Il s'agissait des services locaux exploités sous forme de régies, de sociétés d'économie mixte dans lesquelles les collectivités détenaient plus de la majorité du capital, ou bien de SICAE (Sociétés d'intérêt collectif agricole pour l'électricité) ou de coopératives d'usagers.

L'article 88 de la loi d'orientation relative à l'administration territoriale de la République du 6 février 1992 a réaffirmé ce principe en l'inscrivant à l'article L. 374-2 du code des communes.

Ce dernier article a également permis une régularisation de la situation en vigueur au 1 er juillet 1991. Il a autorisé les régies créées après la loi de 1946. En effet, l'ambiguïté de la rédaction de l'article 23 a permis la création de nouvelles régies, ou l'extension de régies existantes, alors que les travaux préparatoires de la loi de nationalisation semblaient clairement en interdire la possibilité.
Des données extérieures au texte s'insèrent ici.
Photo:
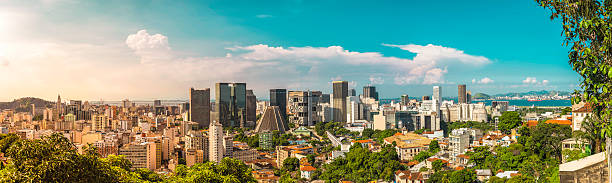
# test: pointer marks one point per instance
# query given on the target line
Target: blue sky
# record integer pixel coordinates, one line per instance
(158, 49)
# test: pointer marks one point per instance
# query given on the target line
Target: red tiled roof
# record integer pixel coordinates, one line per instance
(585, 108)
(559, 122)
(308, 168)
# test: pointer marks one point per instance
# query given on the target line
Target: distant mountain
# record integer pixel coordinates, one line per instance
(534, 93)
(481, 96)
(24, 104)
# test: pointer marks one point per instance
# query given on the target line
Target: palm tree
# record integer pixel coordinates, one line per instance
(593, 132)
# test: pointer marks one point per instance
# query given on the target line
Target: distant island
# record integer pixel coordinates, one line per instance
(542, 94)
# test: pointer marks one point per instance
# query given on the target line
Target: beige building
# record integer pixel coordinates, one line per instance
(194, 156)
(592, 169)
(215, 139)
(408, 145)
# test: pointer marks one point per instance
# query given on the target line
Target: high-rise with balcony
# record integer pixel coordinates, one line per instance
(340, 92)
(216, 144)
(370, 92)
(462, 95)
(199, 110)
(231, 104)
(278, 97)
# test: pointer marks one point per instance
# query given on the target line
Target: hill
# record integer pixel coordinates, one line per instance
(24, 104)
(534, 93)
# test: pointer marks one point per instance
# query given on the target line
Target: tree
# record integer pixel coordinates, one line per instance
(437, 165)
(423, 155)
(592, 128)
(508, 121)
(367, 133)
(462, 176)
(54, 159)
(588, 31)
(434, 147)
(291, 164)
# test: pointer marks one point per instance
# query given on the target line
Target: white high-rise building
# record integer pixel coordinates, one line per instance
(215, 140)
(436, 98)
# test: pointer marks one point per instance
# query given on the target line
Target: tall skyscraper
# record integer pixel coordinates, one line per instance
(405, 100)
(199, 107)
(251, 106)
(339, 98)
(58, 107)
(278, 97)
(370, 92)
(462, 95)
(231, 104)
(215, 142)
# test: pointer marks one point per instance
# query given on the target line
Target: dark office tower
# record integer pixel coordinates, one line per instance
(199, 107)
(340, 93)
(468, 97)
(231, 104)
(278, 97)
(426, 97)
(352, 92)
(251, 106)
(405, 100)
(462, 95)
(370, 92)
(324, 98)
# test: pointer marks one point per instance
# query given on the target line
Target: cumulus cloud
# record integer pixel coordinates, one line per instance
(149, 47)
(485, 80)
(534, 81)
(264, 16)
(530, 80)
(376, 80)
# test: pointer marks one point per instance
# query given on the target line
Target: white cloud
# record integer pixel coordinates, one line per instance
(530, 80)
(264, 16)
(376, 80)
(534, 81)
(149, 47)
(485, 80)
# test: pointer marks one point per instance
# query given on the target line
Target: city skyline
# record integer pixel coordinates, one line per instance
(72, 48)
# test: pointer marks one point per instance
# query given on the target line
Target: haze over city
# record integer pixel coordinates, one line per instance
(112, 50)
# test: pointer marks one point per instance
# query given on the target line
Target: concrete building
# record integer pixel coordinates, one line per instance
(303, 107)
(464, 112)
(369, 91)
(278, 97)
(198, 141)
(460, 140)
(193, 156)
(199, 107)
(408, 145)
(271, 120)
(579, 115)
(251, 107)
(462, 95)
(215, 140)
(340, 92)
(230, 107)
(592, 169)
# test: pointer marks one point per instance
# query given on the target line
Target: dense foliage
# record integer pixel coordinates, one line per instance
(228, 170)
(55, 159)
(377, 135)
(361, 165)
(470, 124)
(508, 121)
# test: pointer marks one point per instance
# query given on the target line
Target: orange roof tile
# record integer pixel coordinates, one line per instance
(308, 168)
(559, 122)
(585, 108)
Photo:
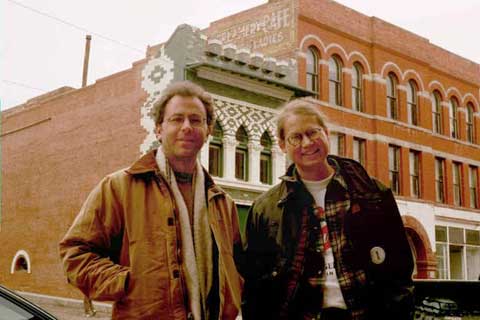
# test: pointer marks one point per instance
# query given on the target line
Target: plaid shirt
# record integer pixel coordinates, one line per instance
(349, 278)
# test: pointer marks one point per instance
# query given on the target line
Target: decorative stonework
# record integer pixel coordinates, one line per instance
(232, 115)
(157, 74)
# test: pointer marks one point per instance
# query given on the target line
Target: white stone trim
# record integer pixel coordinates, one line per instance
(418, 78)
(444, 93)
(24, 254)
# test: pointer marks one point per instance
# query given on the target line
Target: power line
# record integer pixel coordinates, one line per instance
(14, 83)
(76, 26)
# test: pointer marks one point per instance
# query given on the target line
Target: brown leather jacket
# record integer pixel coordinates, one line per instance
(128, 229)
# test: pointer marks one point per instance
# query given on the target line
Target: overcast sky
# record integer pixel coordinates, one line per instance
(39, 53)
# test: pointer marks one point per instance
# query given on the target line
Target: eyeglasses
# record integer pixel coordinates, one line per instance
(313, 134)
(178, 120)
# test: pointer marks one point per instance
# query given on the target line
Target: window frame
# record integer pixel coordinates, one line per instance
(412, 102)
(473, 187)
(266, 156)
(357, 87)
(312, 74)
(453, 117)
(241, 150)
(335, 81)
(470, 123)
(437, 116)
(415, 175)
(457, 183)
(361, 143)
(440, 180)
(216, 144)
(392, 96)
(394, 166)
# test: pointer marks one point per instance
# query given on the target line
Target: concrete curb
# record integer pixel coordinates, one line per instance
(42, 299)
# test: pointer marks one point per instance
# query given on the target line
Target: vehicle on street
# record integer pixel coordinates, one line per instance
(15, 307)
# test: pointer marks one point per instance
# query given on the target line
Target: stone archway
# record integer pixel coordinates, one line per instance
(425, 260)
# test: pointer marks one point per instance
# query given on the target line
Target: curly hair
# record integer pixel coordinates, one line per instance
(301, 107)
(184, 89)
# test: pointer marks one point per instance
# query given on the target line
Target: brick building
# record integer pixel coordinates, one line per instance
(405, 108)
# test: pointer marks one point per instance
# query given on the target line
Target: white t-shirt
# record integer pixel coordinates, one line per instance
(332, 294)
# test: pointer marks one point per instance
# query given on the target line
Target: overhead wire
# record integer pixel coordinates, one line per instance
(20, 84)
(76, 26)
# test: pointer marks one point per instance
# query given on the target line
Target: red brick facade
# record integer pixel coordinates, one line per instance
(53, 152)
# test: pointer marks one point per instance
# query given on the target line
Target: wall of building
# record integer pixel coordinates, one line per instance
(55, 149)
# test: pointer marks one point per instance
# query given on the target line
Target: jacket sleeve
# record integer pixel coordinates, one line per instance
(257, 265)
(396, 292)
(92, 244)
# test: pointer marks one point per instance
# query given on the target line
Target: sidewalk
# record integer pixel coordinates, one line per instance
(68, 309)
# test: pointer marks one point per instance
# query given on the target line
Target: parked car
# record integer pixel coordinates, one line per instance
(15, 307)
(437, 309)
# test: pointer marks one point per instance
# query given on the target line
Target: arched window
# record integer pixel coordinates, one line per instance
(241, 154)
(335, 80)
(215, 152)
(470, 124)
(453, 115)
(392, 96)
(357, 88)
(437, 112)
(312, 70)
(412, 103)
(21, 262)
(266, 159)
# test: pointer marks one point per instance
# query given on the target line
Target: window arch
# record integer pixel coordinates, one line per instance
(412, 102)
(357, 87)
(453, 117)
(215, 151)
(335, 80)
(241, 154)
(437, 116)
(266, 159)
(470, 123)
(21, 262)
(392, 96)
(312, 70)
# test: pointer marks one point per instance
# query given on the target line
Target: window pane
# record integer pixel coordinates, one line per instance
(439, 183)
(265, 168)
(473, 184)
(456, 262)
(441, 255)
(214, 160)
(441, 233)
(240, 164)
(455, 235)
(473, 237)
(457, 184)
(414, 173)
(473, 263)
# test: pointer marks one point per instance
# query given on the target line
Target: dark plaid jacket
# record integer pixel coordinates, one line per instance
(361, 214)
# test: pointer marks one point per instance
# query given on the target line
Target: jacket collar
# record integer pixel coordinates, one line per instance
(148, 164)
(144, 164)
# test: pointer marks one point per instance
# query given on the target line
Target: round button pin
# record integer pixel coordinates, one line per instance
(377, 254)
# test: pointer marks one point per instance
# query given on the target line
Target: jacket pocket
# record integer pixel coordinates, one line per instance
(149, 275)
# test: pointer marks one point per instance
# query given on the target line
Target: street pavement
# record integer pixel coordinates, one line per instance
(70, 309)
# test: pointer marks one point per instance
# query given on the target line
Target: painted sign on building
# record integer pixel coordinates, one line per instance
(269, 31)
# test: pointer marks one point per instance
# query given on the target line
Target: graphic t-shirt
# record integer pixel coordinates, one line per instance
(332, 294)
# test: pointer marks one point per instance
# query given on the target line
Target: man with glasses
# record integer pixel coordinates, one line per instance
(158, 237)
(328, 241)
De fait, le nombre de situations "irrégulières" était faible en 1991 : trois régies créées à Aire-sur-Adour dans les Landes en 1957, à la Réole en Gironde en 1961 et à Brou en Eure-et-Loir en 1963, deux pensions de régies existantes à Bordeaux (sur 35 communes voisines) et à Dreux (sur 10 communes), deux régies municipales d'électricité ayant étendu leur activité à la distribution du gaz à Bonneville en Haute-Savoie (1986) et à Villard-Bonnot en Isère (1988).

Aujourd'hui, la distribution non nationalisée du gaz concerne environ 400.000 usagers, soit 3 % du total des clients de gaz naturel. Le volume des ventes de ces régies est d'environ 11 milliards de Kwh alors que celui de Gaz de France est proche de 407 milliards de Kwh, soit une distribution non nationalisée d'environ 2,7 % des ventes.

Distribution non nationalisée de gaz

A la fin de 1995, on recense 16 distributeurs de gaz naturel non nationalisés (auxquels s'ajoute la société monégasque de l'électricité et du gaz de Monaco). Ils desservent 169 communes.

- Régie municipale de Dreux (12 communes)

- Syndicat intercommunal de l'usine à gaz de Huningue-Saint-Louis (4 communes)

- Service gaz et eau de la ville de Guebwiller (7 communes)

- Gaz de Barr (10 communes)

- Gaz de Strasbourg (63 communes)

- Régie municipale de Colmar (13 communes)

- Régie municipale d'électricité, de gaz et d'eau de Saint-Avold (1 commune)

- SICAE de la région de Péronne (3 communes)

- Régie municipale de distribution d'énergie de Villard-Bonnot (3 communes)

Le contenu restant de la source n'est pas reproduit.